Excerpts from Ask the Animals,
A Vet's Eye View of Pets and the People They Love

It reminded me again of the significant place that pets assume in our lives, the degree of emotion invested in their short time with us, and the value there is in honoring the iron fetters of attachment between people and their pets. It has always amazed me when my clients, after having to put their dear pets to sleep because of intractable pain or some untreatable malady, bring me cookies, send flowers, or write a note of thanks, as if my role in their pet’s demise was worthy of praise.

It is a vital role I play in the cycle of pet ownership, different and more melancholy, but no less necessary and certainly more profound than the puppy shots I administer or the lifesaving surgeries I perform throughout the course of a pet’s life. Having always felt the weight of the chore, it is a duty that I now take even more seriously, having lost my Ollie. Unfortunately, not every ill can be salved, not every pain relieved. I find myself all too often within the fragile circle being called upon to snip its tattered strands, to gently release the fetters of companionship. It is a grievous task, to be sure. But one that I am qualified to complete not because of my professional training or experience. My qualifications arise only because I am willing to do it from within the circle rather than from without.

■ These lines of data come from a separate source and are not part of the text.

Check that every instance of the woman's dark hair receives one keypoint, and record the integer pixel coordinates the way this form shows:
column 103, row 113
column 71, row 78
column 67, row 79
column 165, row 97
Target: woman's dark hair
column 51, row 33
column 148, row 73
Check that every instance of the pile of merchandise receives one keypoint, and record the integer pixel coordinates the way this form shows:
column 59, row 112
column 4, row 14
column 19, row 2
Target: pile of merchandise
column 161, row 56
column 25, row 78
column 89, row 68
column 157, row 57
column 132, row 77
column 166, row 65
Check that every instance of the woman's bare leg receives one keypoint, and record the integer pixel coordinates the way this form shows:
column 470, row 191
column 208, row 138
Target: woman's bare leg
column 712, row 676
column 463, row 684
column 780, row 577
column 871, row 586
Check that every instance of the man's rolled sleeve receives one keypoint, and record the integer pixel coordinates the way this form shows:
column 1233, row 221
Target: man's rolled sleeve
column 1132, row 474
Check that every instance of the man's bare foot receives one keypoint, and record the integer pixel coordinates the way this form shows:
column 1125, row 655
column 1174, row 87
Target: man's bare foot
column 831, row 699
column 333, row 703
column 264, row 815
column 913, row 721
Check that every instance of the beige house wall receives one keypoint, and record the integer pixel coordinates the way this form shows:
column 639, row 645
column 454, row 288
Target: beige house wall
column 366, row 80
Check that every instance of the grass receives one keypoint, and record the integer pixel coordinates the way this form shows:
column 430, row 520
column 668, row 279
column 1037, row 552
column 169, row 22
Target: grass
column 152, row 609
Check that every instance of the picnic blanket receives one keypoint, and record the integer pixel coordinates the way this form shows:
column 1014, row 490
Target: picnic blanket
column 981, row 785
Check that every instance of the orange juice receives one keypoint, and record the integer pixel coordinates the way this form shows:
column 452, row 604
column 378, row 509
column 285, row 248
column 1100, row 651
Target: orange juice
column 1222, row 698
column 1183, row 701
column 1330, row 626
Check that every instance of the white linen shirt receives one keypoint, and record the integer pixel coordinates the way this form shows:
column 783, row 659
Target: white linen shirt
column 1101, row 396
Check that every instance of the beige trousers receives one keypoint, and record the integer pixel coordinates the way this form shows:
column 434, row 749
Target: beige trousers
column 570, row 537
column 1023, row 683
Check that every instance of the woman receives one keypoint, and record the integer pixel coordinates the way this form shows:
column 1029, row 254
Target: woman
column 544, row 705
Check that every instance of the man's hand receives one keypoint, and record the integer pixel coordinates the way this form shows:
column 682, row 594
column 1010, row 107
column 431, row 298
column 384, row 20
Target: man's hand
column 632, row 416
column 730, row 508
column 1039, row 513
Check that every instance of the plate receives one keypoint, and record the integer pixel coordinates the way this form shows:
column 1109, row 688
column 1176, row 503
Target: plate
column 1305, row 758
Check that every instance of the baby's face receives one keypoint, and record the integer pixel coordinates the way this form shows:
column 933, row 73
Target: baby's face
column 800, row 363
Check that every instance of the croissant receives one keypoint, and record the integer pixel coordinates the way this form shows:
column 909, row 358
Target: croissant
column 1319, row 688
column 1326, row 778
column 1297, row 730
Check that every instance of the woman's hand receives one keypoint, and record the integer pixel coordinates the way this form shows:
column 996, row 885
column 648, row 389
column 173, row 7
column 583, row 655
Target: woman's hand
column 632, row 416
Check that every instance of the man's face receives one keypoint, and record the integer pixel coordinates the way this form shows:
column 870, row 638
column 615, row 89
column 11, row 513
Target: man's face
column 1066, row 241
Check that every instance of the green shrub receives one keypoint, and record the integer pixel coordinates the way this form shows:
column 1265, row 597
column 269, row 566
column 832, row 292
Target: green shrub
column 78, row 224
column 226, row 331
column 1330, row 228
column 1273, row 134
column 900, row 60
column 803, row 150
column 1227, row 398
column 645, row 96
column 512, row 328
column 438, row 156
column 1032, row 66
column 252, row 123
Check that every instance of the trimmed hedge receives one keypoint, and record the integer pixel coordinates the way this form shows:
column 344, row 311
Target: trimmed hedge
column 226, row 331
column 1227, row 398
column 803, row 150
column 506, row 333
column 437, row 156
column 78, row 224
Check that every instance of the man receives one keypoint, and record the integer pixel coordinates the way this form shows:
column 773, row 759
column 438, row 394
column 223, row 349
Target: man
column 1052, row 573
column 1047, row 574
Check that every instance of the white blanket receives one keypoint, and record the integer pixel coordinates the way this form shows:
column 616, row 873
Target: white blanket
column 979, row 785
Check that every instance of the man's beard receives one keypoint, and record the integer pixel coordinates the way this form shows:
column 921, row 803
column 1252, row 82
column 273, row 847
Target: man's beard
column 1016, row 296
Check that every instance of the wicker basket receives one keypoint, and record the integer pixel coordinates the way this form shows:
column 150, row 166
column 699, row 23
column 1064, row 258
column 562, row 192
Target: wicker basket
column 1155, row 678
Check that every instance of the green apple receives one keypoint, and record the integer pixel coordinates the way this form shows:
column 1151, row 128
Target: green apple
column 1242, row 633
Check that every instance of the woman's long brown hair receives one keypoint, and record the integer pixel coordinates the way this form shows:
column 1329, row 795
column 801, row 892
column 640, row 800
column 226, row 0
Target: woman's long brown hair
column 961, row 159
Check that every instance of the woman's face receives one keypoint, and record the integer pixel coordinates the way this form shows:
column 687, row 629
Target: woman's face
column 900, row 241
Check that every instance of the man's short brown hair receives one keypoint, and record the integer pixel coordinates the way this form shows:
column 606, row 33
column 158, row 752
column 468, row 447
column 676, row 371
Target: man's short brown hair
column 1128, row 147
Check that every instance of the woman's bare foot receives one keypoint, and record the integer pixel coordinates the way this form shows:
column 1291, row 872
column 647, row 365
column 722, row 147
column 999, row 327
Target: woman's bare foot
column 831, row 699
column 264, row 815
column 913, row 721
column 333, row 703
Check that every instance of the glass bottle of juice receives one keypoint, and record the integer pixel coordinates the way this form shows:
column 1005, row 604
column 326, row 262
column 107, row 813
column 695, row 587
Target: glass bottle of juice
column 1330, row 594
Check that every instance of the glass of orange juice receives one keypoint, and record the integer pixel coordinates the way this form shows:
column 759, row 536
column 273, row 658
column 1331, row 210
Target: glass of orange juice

Ollie’s ashes inhabit a small, rectangular tin with a black cat decorating its lid. Though it has been several years since that Thanksgiving holiday, the tin resides still in my sock drawer. . . And though we’ll bury his ashes, nothing will lay to rest the memories I have of him. They’re not so crushingly painful now, after the passing of a few years. Now they are sweet and melancholy and nostalgic and center around all the good times we shared.

Why do we do it, you may ask? Why suffer so deeply for just a few fleeting moments in time with our pets? Of all the memories I nourish of Ollie, none are more treasured than when, in the morning as I lie in bed before throwing off the covers, I close my eyes and feel the precious weight and the reverberating buzz of that tuxedoed kitty on my sleepy chest. Every tear, every sadness, even the bitterness of parting, when viewed through the prism of that memory is a price too small. (From the chapter “Ollie’s Final Fight”, the story of my first cat’s passing.)

 

It was not until the patient began to move a little that realization dawned. Imperceptibly the cat began to slide toward Melissa’s side of the table. Without looking up, I tried to correct the breakdown in patient restraint.

“Melissa, the cat is sliding just a bit your way. . . .” No response. “Melissa!”

I looked up just in time to see Melissa’s glassy eyes turn up to the ceiling, her legs give way, and her body begin to sag down and back. I lunged in her direction, but was too late to catch her. She tipped backward like a felled tree. There was a loud, resonant thud, like the crescendo of a kettledrum, as the back of her head connected with the stainless steel cage behind her. Unfortunately, her grip on reality faded more quickly than her grip on the surgical patient and he flew off the table on top of her, trailing a not-quite-yet-excised testicle behind him.

I raced around the treatment table to see if I could help one or the other of the now comatose duo on the floor. Fortunately for the cat, he had landed on her ample chest, suffering neither injury nor significant contamination of the surgical site. I lifted him quickly back onto the table. Still anesthetized, he was none the worse for wear and continued to sleep peacefully. I turned my attention to Melissa. (From the chapter “Not For The Faint of Heart," the story of one observer’s queasiness while watching surgery.)